By Vic Castellon, PharmD
As we strive to improve our health, we can easily get caught in fitness traps like fad diets and expensive gadgets. But wellness is much simpler than that. Keep these three things in mind as you pursue your fitness goals.
Eat Well for Your Body
Fitness starts with what you put into your body. But everyone’s body is different. What worked for your friend may not work for you. For example, dieters are often advised to cut calories. But in many people, this triggers a metabolic “starvation response” that actually causes the body to store more fat.
The key to lasting diet results is redefining your “normal” based on good nutrition and your body’s own responses. Start with the U.S. Department of Agriculture’s dietary guidelines and then adjust your proportion of carbs and proteins to suit your body’s needs.
Depending on their genetic predispositions, some people will do better on a low-carb, high-protein diet, while others will do better on a low-calorie diet based on whole grains. Genetic testing can help you determine what type of diet might suit your body. You can also experiment with different approaches to see what brings the best results.
Starving yourself between meals can lead to overeating at the table, so fortify yourself mid-morning and mid-afternoon with some healthy snacks. Walnuts and almonds contain heart-healthy anti-oxidants. Fresh fruits and vegetables are a great way to fill up without a lot of calories. Dried fruits like raisins and apricots can satisfy your sweet tooth without loading up on refined sugar. Air-popped popcorn (hold the butter!) is a high-fiber, whole-grain snack.
Consistent exercise is an important component of your overall wellness plan. We often spend whole days sitting at our desks, and research shows that is a major health hazard. Regular exercise is necessary to counteract the effects of a sedentary work style. The U.S. Department of Health and Human Services offers exercise guidelines for children, adolescents, and adults.
According to HHS, adults should do moderate-intensity exercise at least two and a half hours a week. If you’re able to do more vigorous activity, you can do half the duration. Your cardio activities should be done in increments of at least ten minutes. It’s best to spread your activity throughout the week rather than trying to get it all in on the weekend. Remember to included moderate- to high-intensity muscle-strengthening activities on two or more days a week.

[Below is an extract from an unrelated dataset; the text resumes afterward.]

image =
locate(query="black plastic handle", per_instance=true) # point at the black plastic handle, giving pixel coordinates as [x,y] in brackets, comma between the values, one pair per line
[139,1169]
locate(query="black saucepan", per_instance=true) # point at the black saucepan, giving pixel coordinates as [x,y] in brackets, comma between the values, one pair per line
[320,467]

People have different strengths, weaknesses, and affinities. When starting an exercise program, talk to your doctor about your physical limitations. Heart disease, arthritis, and other medical conditions are not barriers to exercise, but they are something to keep in mind when designing a fitness program.
Our fast-paced society pushes us to be constantly working, but our bodies will tell us differently. Instead of working late into the night, sleep when you’re tired. Stop work and e-reading well before bedtime, as studies show that computer monitors, phones, and backlit tablet devices stimulate the brain, making it harder to sleep.
According to the National Sleep Foundation, healthy adults need about seven or eights hours of sleep per night. Of course, this number varies based on a multitude of factors, including age and health. Some people find they need more sleep, while others are good with less. Try keeping a sleep diary, and note how you feel after varying amounts of sleep.
Healthy eating, working out, and sufficient sleep are the foundation stones of a fit lifestyle. Remember to adjust your current lifestyle one piece at a time; a complete overhaul could result in your feeling overwhelmed. Choose one healthy practice to start today.